Ismail Cenik

    Ismail Cenik

    1 year ago
    Hello, What is the reason for the following error? Pod prefect-job-9e6e019e-2tpvl failed. Container 'flow' state: terminated Exit Code:: 139 Reason: Error
    Kevin Kho

    Kevin Kho

    1 year ago
    Hey @Ismail Cenik, could you give me more details about this? Was it a flow that was working before? Are there any logs on the flow?
    What was the flow doing?
    Ismail Cenik

    Ismail Cenik

    1 year ago
    b'{"taskmanagers":5,"slots-total":35,"slots-available":3,"jobs-running":1,"jobs-finished":0,"jobs-cancelled":0,"jobs-failed":0,"flink-version":"1.11.1","flink-commit":"DeadD0d0"}'
    The flow runs AWS Kinesis Data Analytics (starts), when they finish their job, then stops applications ... Basically prefect is calling startApplication and stopApplication APIs of Kinesis Data Analytics
    Kevin Kho

    Kevin Kho

    1 year ago
    This looks more like the flow failed. Any logs you see on the CloudWatch side?
    Ismail Cenik

    Ismail Cenik

    1 year ago
    Do you mean that Kinesis fails, Kinesis CloudWatch?
    Kevin Kho

    Kevin Kho

    1 year ago
    Not necessarily but just something in the Flow.
    Is that flink-commit stuff from the Prefect logs?
    Ismail Cenik

    Ismail Cenik

    1 year ago
    Actually, this is not a good example, I showed the printout of one API call in the prefect log
    I will try to find more meaningful logs. But there should be an explanation for "139". Is there any specific meaning?
    Kevin Kho

    Kevin Kho

    1 year ago
    I see. I guess there might be more info in cloud watch hopefully?
    Ismail Cenik

    Ismail Cenik

    1 year ago
    I do not have direct access to the EKS where our agent is running.

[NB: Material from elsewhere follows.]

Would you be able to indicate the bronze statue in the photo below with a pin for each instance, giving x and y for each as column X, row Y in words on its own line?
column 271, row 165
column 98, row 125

I will try to reach out.
    Kevin Kho

    Kevin Kho

    1 year ago
    That’s the container error, not on Prefect so pretty much this
    Tyler Wanner

    Tyler Wanner

    1 year ago
    generally 139 means that your container is being sent SIGKILL, which is generally due to running out of memory or failing a liveness check
    I can't provide a lot of additional context without knowledge about your execution environment, but your execution infrastructure is almost certainly what's sending SIGKILL to your flow containers. In kubernetes, this is usually fixed by increasing the memory resource limit
    Ismail Cenik

    Ismail Cenik

    1 year ago
    Hey guys, thank you for the valuable information
    Hello, there is no default value for the memory resource. Is there any standardization or recommendation for the memory resource limit?
    Kevin Kho

    Kevin Kho

    1 year ago
    It’s hard for us to prescribe because that really varies on a case to case basis, but what we do mention is that the default Kubernetes specs tend to be low for what people do on Prefect.